About 200 protesters gathered outside a police facility in Chicago on Saturday, demanding an investigation into a media report denied by police that the site functions as an off-the-books interrogation compound.
British newspaper The Guardian said in a report earlier this week the Chicago Police Department holds suspects and witnesses for long periods of time at a former warehouse called Homan Square, without giving them access to attorneys or phone calls to family and without recording their detention.
The piece was the subject of intense debate in recent days in Chicago, with some criminal justice experts saying it was exaggerated and others giving it credence.
The protest represented an effort by organisers to pressure city leaders to look into the matter.

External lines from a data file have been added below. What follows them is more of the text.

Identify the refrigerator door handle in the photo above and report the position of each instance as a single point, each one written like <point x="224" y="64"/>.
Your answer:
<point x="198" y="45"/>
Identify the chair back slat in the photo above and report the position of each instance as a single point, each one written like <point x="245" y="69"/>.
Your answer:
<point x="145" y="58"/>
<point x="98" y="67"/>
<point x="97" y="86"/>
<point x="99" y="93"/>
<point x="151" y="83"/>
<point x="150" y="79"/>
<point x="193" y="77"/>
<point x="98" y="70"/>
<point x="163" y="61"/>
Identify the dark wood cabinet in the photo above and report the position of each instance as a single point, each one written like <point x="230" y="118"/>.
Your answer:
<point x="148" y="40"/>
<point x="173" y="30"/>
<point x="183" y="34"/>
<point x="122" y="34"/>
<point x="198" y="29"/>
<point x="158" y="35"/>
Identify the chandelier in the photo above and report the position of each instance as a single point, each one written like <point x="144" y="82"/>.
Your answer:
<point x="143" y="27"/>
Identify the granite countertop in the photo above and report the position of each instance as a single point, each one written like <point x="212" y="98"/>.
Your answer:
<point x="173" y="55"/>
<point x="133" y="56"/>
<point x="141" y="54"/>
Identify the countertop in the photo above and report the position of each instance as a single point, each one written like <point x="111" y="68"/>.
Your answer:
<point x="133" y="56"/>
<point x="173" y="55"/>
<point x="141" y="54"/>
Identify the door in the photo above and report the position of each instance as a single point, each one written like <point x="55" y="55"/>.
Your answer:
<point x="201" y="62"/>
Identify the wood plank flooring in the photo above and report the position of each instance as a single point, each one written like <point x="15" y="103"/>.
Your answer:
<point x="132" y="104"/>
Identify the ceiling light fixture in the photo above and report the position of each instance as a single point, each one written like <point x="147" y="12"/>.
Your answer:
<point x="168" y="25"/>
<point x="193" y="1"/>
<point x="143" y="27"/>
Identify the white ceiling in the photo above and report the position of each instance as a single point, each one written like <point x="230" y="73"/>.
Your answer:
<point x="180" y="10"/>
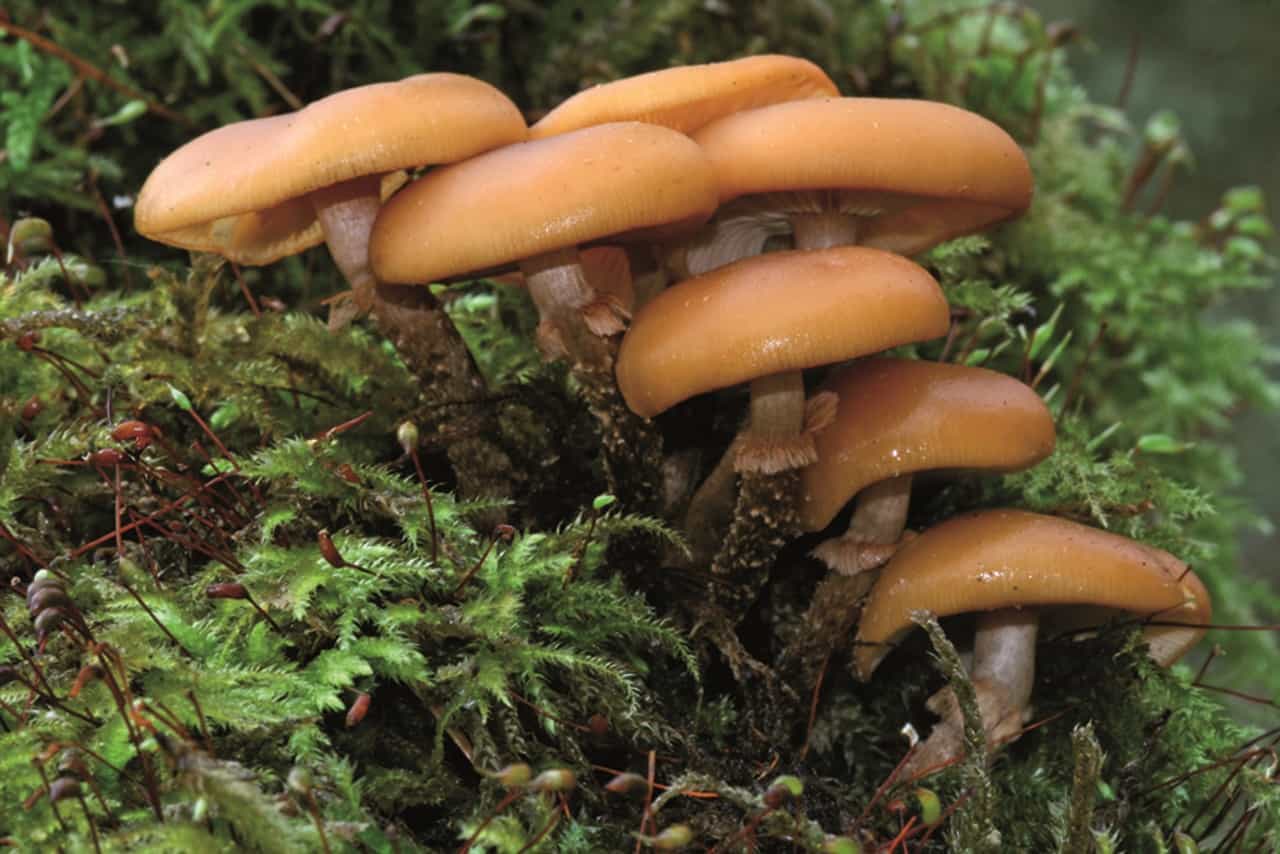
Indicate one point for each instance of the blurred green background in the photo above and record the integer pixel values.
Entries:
(1215, 64)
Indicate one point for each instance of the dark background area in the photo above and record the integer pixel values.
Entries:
(1215, 65)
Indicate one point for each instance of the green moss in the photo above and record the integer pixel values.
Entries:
(563, 642)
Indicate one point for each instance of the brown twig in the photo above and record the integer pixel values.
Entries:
(88, 69)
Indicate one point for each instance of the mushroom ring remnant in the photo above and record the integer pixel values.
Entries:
(261, 190)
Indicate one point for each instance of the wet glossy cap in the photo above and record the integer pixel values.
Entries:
(919, 172)
(690, 96)
(535, 197)
(241, 190)
(1009, 558)
(775, 313)
(899, 416)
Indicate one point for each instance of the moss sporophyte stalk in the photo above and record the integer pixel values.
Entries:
(597, 511)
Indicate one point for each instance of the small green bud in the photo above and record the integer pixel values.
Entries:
(553, 780)
(1244, 200)
(30, 236)
(1256, 225)
(179, 398)
(1162, 129)
(841, 845)
(931, 807)
(129, 112)
(82, 273)
(1160, 443)
(407, 435)
(300, 780)
(672, 839)
(781, 790)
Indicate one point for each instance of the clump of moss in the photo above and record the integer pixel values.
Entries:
(275, 624)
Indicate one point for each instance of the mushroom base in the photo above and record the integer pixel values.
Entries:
(1004, 671)
(572, 319)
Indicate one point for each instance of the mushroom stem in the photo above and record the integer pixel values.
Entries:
(421, 332)
(880, 519)
(1002, 674)
(874, 533)
(823, 229)
(776, 439)
(346, 213)
(711, 510)
(560, 290)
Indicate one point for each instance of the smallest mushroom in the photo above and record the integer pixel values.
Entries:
(1011, 566)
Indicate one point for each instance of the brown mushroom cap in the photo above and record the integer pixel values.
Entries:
(1009, 558)
(688, 97)
(933, 170)
(241, 190)
(535, 197)
(772, 314)
(900, 416)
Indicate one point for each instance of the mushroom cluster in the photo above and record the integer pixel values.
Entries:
(691, 173)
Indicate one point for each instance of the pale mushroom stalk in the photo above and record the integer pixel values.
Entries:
(414, 320)
(574, 322)
(773, 441)
(777, 437)
(874, 533)
(1048, 569)
(1002, 675)
(346, 213)
(880, 519)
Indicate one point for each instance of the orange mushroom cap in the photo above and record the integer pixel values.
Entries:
(929, 170)
(535, 197)
(1009, 558)
(690, 96)
(241, 190)
(771, 314)
(899, 416)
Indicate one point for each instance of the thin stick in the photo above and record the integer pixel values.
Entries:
(430, 510)
(87, 69)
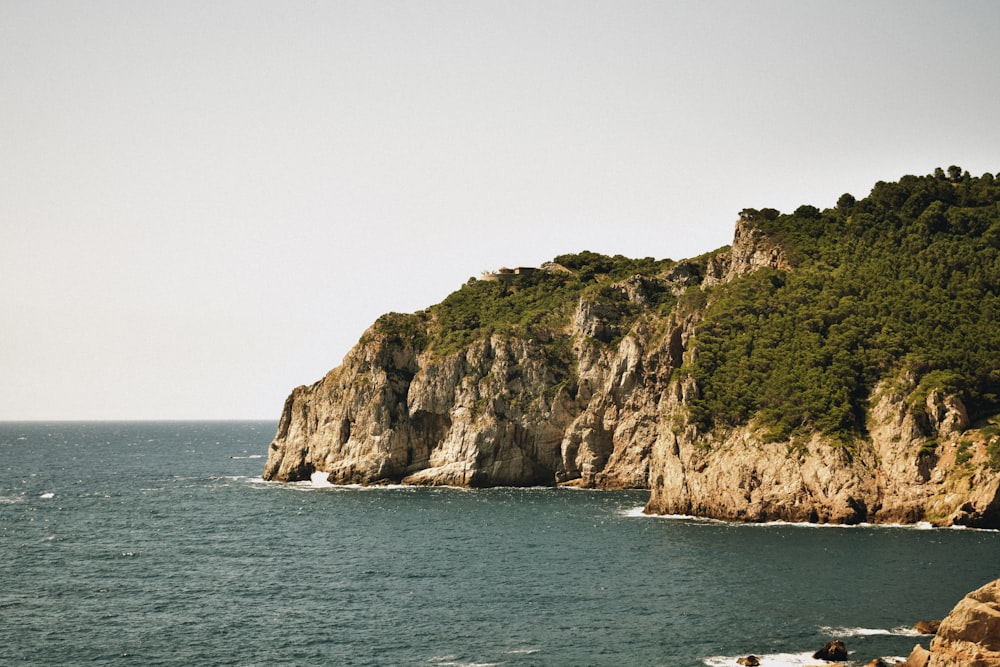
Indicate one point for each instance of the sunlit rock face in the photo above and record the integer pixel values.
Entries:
(970, 635)
(498, 412)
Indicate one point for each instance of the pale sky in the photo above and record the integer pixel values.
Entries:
(205, 204)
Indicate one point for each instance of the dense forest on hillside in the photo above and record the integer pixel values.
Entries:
(904, 281)
(903, 284)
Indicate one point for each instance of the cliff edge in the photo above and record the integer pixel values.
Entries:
(612, 373)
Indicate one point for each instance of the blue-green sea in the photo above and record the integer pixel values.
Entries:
(160, 544)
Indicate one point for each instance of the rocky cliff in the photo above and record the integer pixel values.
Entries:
(604, 401)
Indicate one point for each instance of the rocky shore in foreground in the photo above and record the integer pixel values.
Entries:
(968, 637)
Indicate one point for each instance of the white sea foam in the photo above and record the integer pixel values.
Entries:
(841, 632)
(637, 512)
(772, 660)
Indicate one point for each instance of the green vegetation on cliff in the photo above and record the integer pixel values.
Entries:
(903, 284)
(903, 281)
(538, 304)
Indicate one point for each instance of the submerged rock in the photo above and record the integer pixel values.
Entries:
(835, 650)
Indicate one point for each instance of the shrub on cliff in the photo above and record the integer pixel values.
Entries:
(907, 279)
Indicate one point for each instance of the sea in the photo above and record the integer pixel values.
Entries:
(158, 543)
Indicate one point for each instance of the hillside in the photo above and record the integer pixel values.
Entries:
(830, 365)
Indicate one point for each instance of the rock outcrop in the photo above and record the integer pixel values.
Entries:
(970, 635)
(615, 415)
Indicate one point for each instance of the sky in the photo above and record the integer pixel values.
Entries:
(205, 204)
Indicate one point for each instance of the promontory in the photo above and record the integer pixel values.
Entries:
(838, 365)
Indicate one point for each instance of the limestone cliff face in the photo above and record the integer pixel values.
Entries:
(970, 635)
(499, 412)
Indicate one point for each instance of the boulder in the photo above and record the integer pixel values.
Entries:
(970, 635)
(919, 657)
(831, 651)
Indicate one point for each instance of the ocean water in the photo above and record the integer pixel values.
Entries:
(159, 544)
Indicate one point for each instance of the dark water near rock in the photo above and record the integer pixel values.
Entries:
(158, 544)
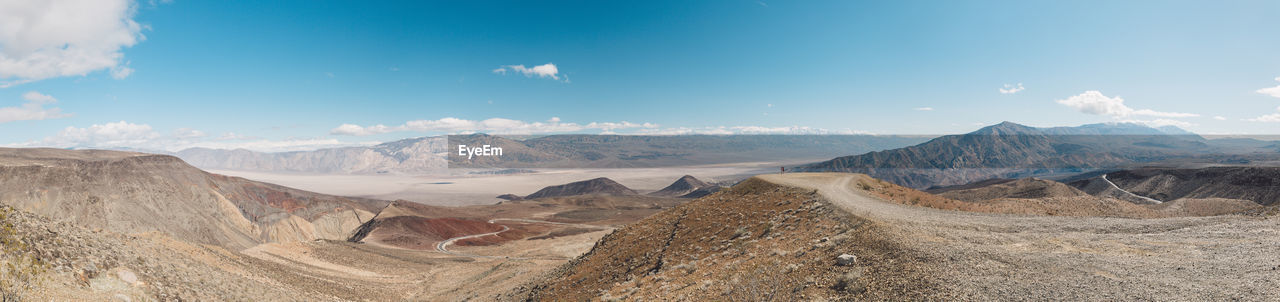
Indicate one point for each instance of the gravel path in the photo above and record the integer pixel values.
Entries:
(991, 256)
(1130, 193)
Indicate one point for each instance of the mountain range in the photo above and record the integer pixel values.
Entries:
(1010, 150)
(434, 155)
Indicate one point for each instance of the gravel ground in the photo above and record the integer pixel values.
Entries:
(992, 256)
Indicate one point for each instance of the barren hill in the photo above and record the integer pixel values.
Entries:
(90, 265)
(684, 186)
(597, 186)
(1020, 188)
(781, 236)
(128, 192)
(1010, 150)
(1260, 184)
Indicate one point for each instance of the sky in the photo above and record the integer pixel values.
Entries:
(277, 76)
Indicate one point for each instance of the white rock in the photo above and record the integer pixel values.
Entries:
(846, 260)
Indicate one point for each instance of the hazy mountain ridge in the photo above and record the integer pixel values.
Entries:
(433, 155)
(648, 151)
(424, 155)
(1010, 150)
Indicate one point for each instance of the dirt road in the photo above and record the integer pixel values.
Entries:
(990, 256)
(444, 245)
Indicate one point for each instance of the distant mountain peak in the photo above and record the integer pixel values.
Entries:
(1006, 128)
(684, 186)
(595, 186)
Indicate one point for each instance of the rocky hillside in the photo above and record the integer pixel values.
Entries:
(1010, 150)
(684, 186)
(597, 186)
(755, 242)
(1260, 184)
(1019, 188)
(128, 192)
(78, 264)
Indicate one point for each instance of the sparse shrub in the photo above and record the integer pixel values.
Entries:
(760, 284)
(19, 269)
(849, 282)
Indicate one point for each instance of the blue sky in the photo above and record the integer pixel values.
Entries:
(301, 74)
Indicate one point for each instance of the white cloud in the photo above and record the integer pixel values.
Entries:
(124, 135)
(51, 39)
(1269, 118)
(1155, 123)
(1271, 91)
(110, 135)
(1096, 103)
(745, 129)
(33, 109)
(122, 72)
(544, 71)
(188, 133)
(494, 126)
(1011, 88)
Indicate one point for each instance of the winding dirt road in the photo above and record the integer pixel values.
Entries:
(993, 256)
(444, 245)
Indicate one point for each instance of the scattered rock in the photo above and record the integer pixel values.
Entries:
(846, 260)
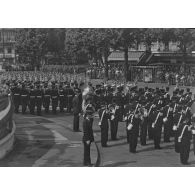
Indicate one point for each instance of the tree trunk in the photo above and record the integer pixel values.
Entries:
(184, 59)
(106, 66)
(126, 64)
(166, 46)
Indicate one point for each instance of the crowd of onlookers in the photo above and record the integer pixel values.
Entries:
(99, 73)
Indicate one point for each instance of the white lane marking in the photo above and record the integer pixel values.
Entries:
(108, 163)
(58, 138)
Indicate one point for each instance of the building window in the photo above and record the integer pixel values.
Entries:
(9, 50)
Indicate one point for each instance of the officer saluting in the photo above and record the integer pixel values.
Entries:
(16, 96)
(24, 98)
(54, 98)
(184, 140)
(77, 108)
(88, 137)
(46, 98)
(104, 125)
(114, 119)
(157, 127)
(133, 128)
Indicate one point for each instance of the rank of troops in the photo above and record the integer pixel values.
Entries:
(148, 113)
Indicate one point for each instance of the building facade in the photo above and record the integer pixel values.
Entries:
(7, 47)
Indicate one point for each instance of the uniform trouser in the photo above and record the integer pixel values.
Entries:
(39, 105)
(133, 138)
(16, 103)
(184, 151)
(167, 131)
(54, 106)
(24, 104)
(177, 145)
(150, 130)
(104, 134)
(46, 105)
(194, 144)
(114, 128)
(76, 122)
(127, 132)
(32, 106)
(61, 104)
(157, 136)
(143, 134)
(69, 105)
(91, 123)
(87, 157)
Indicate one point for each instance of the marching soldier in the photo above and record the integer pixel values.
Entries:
(46, 98)
(168, 122)
(32, 95)
(184, 140)
(54, 98)
(39, 99)
(69, 93)
(143, 125)
(104, 125)
(61, 98)
(16, 96)
(77, 108)
(150, 107)
(157, 127)
(114, 119)
(177, 121)
(24, 98)
(88, 137)
(133, 128)
(127, 113)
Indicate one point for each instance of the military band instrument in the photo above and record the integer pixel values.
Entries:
(176, 126)
(150, 109)
(130, 125)
(136, 108)
(166, 118)
(183, 130)
(174, 109)
(153, 124)
(100, 122)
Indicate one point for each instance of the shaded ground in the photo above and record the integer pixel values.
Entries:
(49, 141)
(42, 141)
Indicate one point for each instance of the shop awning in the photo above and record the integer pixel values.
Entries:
(119, 56)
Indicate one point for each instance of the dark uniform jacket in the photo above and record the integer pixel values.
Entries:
(77, 105)
(87, 130)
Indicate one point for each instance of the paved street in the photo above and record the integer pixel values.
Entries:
(49, 141)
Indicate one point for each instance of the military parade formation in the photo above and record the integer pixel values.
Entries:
(148, 113)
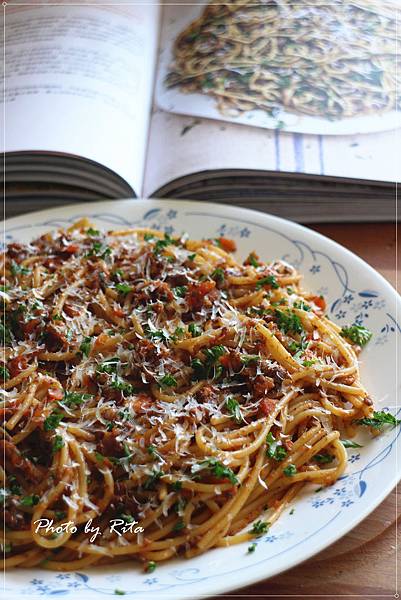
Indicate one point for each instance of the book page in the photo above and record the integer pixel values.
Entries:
(79, 81)
(197, 127)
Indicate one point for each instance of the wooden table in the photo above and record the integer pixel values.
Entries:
(362, 563)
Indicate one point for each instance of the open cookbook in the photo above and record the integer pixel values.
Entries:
(287, 108)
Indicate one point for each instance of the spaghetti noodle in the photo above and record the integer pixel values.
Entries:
(334, 61)
(158, 381)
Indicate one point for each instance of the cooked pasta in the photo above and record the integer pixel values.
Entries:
(160, 382)
(333, 60)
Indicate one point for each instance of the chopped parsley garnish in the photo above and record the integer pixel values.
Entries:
(13, 485)
(178, 333)
(269, 280)
(288, 321)
(108, 366)
(214, 353)
(274, 449)
(260, 527)
(194, 330)
(52, 421)
(161, 244)
(350, 444)
(252, 260)
(30, 500)
(151, 481)
(234, 409)
(309, 363)
(378, 420)
(180, 291)
(99, 250)
(290, 470)
(179, 525)
(167, 381)
(4, 373)
(72, 399)
(323, 458)
(123, 288)
(217, 469)
(208, 368)
(218, 275)
(58, 443)
(85, 345)
(357, 334)
(153, 452)
(249, 358)
(17, 269)
(122, 386)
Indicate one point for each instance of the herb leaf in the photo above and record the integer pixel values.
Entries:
(274, 449)
(269, 280)
(378, 420)
(234, 409)
(217, 469)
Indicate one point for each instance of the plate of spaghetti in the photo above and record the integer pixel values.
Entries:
(312, 69)
(193, 398)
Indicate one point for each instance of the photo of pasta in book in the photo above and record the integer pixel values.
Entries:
(277, 59)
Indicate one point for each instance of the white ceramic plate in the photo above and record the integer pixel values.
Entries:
(355, 293)
(201, 105)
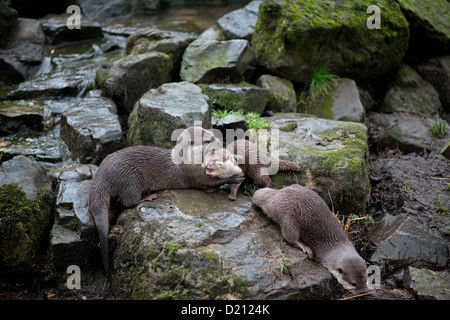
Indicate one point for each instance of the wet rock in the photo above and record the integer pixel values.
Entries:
(8, 20)
(282, 97)
(408, 132)
(172, 43)
(341, 103)
(332, 156)
(410, 93)
(240, 23)
(73, 237)
(91, 129)
(27, 201)
(206, 61)
(161, 111)
(403, 241)
(427, 284)
(56, 31)
(16, 114)
(129, 77)
(230, 122)
(292, 39)
(437, 72)
(188, 244)
(429, 26)
(246, 97)
(41, 146)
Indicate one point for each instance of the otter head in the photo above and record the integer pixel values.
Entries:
(221, 163)
(351, 273)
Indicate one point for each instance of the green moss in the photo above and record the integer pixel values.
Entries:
(22, 226)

The Guardian has compared the location to a CIA “black site” facility, and in a piece posted on its website on Tuesday it quoted a man who said he was held in shackles at the site for 17 hours.
“Everything that happens in this facility is off the books, so they can’t prove that these things never happened,” said Travis McDermott, one of the organisers of the protest.
Chicago police spokesman Martin Malone did not immediately return a call requesting comment on Saturday.
Earlier in the week, the Chicago Police Department (CPD) in a statement said it “abides by all laws, rules and guidelines pertaining to any interviews of suspects or witnesses” at Homan Square and other facilities.
“There are always records of anyone who is arrested by CPD, and this is not any different at Homan Square,” it said.
The city of Chicago has paid millions of dollars to settle lawsuits arising from Chicago police commander Jon Burge’s torture methods in the 1970s and 1980s.
The controversy over the site comes as the city prepares for a mayoral election on April 7, with incumbent Rahm Emanuel facing opponent Jesus “Chuy” Garcia. Crime has been a top issue during the campaign.
Roughly 200 people braved frigid temperatures to join the protest on Saturday. Its organisers included Black Lives Matter and the Stop Mass Incarcelation Network.